Sapete che lavoro faceva Elly Schlein prima di entrare in politica?

Non solo attivismo e campagne elettorali: prima dell’impegno istituzionale, Elly Schlein ha messo le mani (davvero) nel mondo della comunicazione e del cinema.

Prima della politica: studio, comunicazione e lavoro nel cinema

Prima di diventare un volto noto della politica italiana ed europea, Elly Schlein ha costruito un percorso che intreccia
formazione universitaria, comunicazione e lavoro in ambito audiovisivo.
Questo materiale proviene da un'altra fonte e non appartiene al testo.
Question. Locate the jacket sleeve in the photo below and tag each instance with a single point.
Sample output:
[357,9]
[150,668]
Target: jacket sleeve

Dopo il diploma al Liceo di Lugano, sceglie di trasferirsi a Bologna per l’università: frequenta il DAMS per un anno e poi
passa a Giurisprudenza, laureandosi con il massimo dei voti con due tesi dedicate a carcere, migrazioni e diritti.
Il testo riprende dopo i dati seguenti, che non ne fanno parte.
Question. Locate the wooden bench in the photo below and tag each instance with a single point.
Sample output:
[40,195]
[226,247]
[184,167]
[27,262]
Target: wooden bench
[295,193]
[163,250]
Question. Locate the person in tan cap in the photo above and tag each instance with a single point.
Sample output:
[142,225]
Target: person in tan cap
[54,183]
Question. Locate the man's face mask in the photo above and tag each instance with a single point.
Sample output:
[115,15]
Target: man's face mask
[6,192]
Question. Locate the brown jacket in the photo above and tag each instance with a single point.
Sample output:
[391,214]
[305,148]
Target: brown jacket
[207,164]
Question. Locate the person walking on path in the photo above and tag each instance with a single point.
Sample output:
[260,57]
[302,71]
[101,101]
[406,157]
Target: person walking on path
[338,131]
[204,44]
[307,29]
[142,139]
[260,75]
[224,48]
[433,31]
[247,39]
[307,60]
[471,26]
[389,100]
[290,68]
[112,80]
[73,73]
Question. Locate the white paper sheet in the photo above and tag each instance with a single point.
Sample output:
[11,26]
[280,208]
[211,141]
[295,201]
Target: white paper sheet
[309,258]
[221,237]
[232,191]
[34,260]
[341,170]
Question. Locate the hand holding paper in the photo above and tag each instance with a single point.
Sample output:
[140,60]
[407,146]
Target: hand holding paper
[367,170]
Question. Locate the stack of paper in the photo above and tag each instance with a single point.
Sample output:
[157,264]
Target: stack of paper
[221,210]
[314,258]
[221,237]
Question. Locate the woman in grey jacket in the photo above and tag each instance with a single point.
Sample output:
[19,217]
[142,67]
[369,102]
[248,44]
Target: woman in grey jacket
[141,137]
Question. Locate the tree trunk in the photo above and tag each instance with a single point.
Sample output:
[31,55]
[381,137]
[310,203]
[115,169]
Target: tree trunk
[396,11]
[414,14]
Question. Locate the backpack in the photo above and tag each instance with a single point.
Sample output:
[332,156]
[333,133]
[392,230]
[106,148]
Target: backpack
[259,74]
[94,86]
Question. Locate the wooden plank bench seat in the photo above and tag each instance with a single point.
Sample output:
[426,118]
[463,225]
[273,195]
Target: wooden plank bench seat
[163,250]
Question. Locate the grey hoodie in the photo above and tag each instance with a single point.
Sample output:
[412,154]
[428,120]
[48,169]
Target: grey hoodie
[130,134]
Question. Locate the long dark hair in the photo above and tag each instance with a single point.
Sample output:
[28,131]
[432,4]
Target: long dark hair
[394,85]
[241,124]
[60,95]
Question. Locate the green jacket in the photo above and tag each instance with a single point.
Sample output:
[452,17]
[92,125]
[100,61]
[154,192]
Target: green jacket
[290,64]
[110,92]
Il lavoro “vero” prima dell’ingresso in politica: documentari e scrittura sul cinema

Un aspetto poco conosciuto riguarda il suo rapporto con il cinema: Schlein si occupa da anni di critica e racconto cinematografico,
scrivendo recensioni per testate e blog e frequentando a lungo il Festival del Film di Locarno.

Ma non si ferma alla scrittura: arriva anche a lavorare direttamente a un documentario, Anija – La Nave
(Istituto Luce – Cinecittà) di Roland Sejko, dedicato alla fuga collettiva dall’Albania verso l’Italia via mare.
Il film riceverà poi il David di Donatello come miglior documentario (edizione 2013).
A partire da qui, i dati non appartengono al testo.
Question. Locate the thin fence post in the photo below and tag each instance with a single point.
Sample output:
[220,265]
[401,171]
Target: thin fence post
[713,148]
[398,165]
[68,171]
Comunicazione, grafica, organizzazione: le competenze “dietro le quinte”

Negli anni universitari, oltre allo studio, porta avanti l’impegno nelle associazioni studentesche occupandosi in particolare di
comunicazione, grafica e organizzazione di eventi. Viene eletta due volte rappresentante degli studenti in Consiglio di Facoltà.

Insieme ad altri, dà vita anche all’associazione Progrè, curando video-inchieste (ad esempio sul tema del carcere)
e iniziative pubbliche legate ai luoghi comuni sull’immigrazione.

Il passaggio verso l’impegno politico: dall’attivismo alle istituzioni

Prima del “salto” nelle istituzioni, fa esperienza come volontaria nella campagna elettorale di Barack Obama a Chicago,
raccontandola anche in un blog: un approccio che le lascia in eredità l’idea delle campagne grassroots, costruite dal basso.

Negli anni successivi, l’attivismo e l’organizzazione di mobilitazioni diventano sempre più centrali, fino alla candidatura alle europee
e all’elezione al Parlamento europeo nel 2014.

Quindi: che lavoro faceva Elly Schlein prima della politica?

In sintesi, prima dell’ingresso in politica Elly Schlein ha lavorato e si è formata soprattutto in tre aree:

  • Cinema e documentari: collaborazione a un documentario e attività legate al racconto cinematografico.
  • Scrittura e recensioni: articoli e recensioni per testate e blog.
  • Comunicazione e organizzazione: grafica, comunicazione politica “dal basso”, eventi e progetti associativi.

Una combinazione che spiega anche il suo stile: molta attenzione ai contenuti, ma anche al linguaggio, ai messaggi e a come si costruisce
una campagna coinvolgendo persone e territori.

FAQ

Elly Schlein era avvocata?

Ha studiato Giurisprudenza e si è laureata con il massimo dei voti, ma nella sua biografia pubblica emergono soprattutto attività in ambito
comunicazione e cinema/documentario, oltre all’attivismo.

In che ambito del cinema ha lavorato?

Ha scritto recensioni e ha lavorato al documentario Anija – La Nave di Roland Sejko (Istituto Luce – Cinecittà).